Extended Depth of Focus 알고리듬 파라메타 초기설정에 관한 연구

  • 유경무 (호서대학교 전자공학과) ;
  • 주효남 (호서대학교 디지털디스플레이공학과) ;
  • 김준식 (호서대학교 전자공학과) ;
  • 박덕천 (호서대학교 디지털디스플레이공학과) ;
  • 최인호 (호서대학교 전자공학과)
  • Received : 2012.03.19
  • Accepted : 2012.07.23
  • Published : 2012.07.30

Abstract

Extended Depth of Focus (EDF) algorithms for extracting three-dimensional (3D) information from a set of optical image slices are studied by many researches recently. Due to the limited depth of focus of the microscope, only a small portion of the image slices are in focus. Most of the EDF algorithms try to find the in-focus area to generate a single focused image and a 3D depth image. Inherent to most image processing algorithms, the EDF algorithms need parameters to be properly initialized to perform successfully. In this paper, we select three popular transform-based EDF algorithms which are each based on pyramid, wavelet transform, and complex wavelet transform, and study the performance of the algorithms according to the initialization of its parameters.
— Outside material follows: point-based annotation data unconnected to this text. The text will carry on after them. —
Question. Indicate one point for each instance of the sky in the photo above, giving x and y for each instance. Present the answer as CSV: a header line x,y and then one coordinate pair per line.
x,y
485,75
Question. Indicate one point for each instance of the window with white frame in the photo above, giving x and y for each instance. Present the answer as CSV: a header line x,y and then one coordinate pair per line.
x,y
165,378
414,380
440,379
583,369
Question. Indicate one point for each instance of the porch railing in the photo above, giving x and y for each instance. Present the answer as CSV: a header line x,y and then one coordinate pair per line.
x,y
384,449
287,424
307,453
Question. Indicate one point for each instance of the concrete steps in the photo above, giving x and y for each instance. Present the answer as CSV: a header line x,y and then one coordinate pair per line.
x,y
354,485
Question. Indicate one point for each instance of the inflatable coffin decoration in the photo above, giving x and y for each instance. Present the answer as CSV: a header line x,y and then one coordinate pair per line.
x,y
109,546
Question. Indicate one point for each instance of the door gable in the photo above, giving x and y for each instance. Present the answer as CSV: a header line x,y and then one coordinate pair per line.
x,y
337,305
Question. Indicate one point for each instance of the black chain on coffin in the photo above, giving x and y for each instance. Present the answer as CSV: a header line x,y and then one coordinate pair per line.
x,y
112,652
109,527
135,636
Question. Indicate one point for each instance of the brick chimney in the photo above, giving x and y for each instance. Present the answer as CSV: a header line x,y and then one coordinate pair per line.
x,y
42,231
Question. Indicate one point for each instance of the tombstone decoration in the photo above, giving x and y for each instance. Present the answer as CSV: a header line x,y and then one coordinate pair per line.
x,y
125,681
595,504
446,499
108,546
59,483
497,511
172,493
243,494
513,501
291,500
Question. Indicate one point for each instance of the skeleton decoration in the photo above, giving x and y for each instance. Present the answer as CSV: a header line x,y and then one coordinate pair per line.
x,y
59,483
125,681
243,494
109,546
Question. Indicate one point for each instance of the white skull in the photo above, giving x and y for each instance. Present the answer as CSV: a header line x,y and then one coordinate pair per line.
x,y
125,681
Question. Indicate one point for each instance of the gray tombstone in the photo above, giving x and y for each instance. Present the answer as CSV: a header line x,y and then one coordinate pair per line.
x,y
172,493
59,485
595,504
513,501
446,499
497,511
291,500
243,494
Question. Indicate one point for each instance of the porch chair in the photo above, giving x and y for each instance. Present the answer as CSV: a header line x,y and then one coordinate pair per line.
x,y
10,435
The parameters we considered consist of the number of levels used in the transform, the selection of the lowest level image, the window size used in high frequency filter, the noise reduction method, etc. Through extended simulation, we find a good relationship between the initialization of the parameters and the properties of both the texture and 3D ground truth images. Typically, we find that a proper initialization of the parameters improve the algorithm performance 3dB ~ 19dB over a default initialization in recovering the 3D information.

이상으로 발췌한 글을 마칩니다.